Final Candle

Fourth and final Sunday of Advent:  hopes and memories crowd hours of every day, all inching toward the promise of midnight on Christmas Eve.  And at the heart of it all, pressed between the parties and the promises, rests the reality of  Christmas: birth and family, new beginnings.  For a moment all the worst of the world is suspended, and there is a sense that ever-elusive peace on earth may actually be possible.  For even the most doubtful, there is that flicker of possibility.  Maybe that is the real gift of Christmas:  the chance not to simply see ourselves as we are, but as we could be, as we were meant to be.

The story details the tangled web of human insitutions that shaped reality when Jesus was born:  the demands of the Roman census, the expectations of Hebrew customs, the very kindness that characterizes humanity.  No one of us is born without those, and yet each of us shares the experience of being birthed.  The simplicity of that dares us to be more to one another, to recognize the sameness of how we became human beings is to begin to realize the need for compassion and empathy for one another.

The questions about Jesus’ divinity cannot obscure the simplicity and meaning of his messages.  Even a skeptic like Thomas Jefferson came to the understanding that Jesus was a great teacher of common sense.  And that offers meaning centuries, millenniums, after his birth.  Secularization has  denigrated relgion and faith,  but the story of Jesus’ life provides something that mattters.  Conveyed through the Gospels and letters of the New Testament,  Jesus’ teachings provide guidelines for negotiating the realities every human being is faced with throughout their lives.  Even now, where Alexa can address every query, the Gospel and the message of Jesus’ life is about how to practice kindness, how to approach challenges, how to survive the landmines of social status, how to love one another.

As the fourth and final Advent candle is lit,  it is clear that the birth of Jesus and the holiday celebration of His birth are distinctly different.  There is a profound simplicity in the Gospel re-telling of the story.  It sparkles with wonder about a dark night and a brilliant star, angels and their voices.  It resonates with life, richly addressing the strongest and weakest among us, mirroring human structures and softly opening to the divine.
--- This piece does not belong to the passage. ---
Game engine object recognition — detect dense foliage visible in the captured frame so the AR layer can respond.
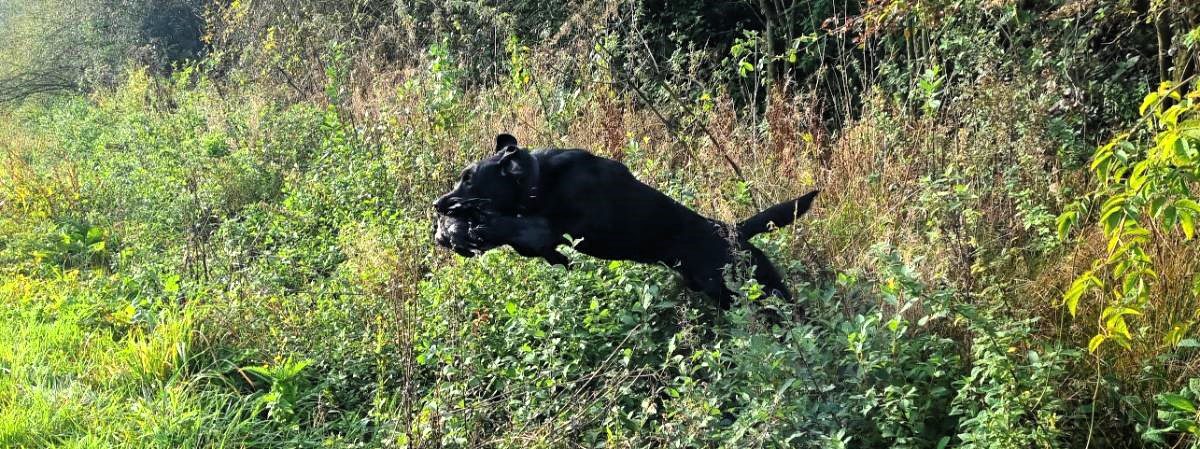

It is a story that entices and enthralls because it is a story that belongs to all of us on some level.  Jesus took the same route we each know so well.  The gift of His presence is the truth of Christmas.  Somewhere, beyond the ribbon and wrapping, the myths and the music, there is the profound message of Jesus’ life:  that God so loved the world that he gave his only Son to that world, and His Son preached “Love one another as I have loved you.”  We have only to listen to find ways to bring that message to life again and make “Peace on Earth” a possibility.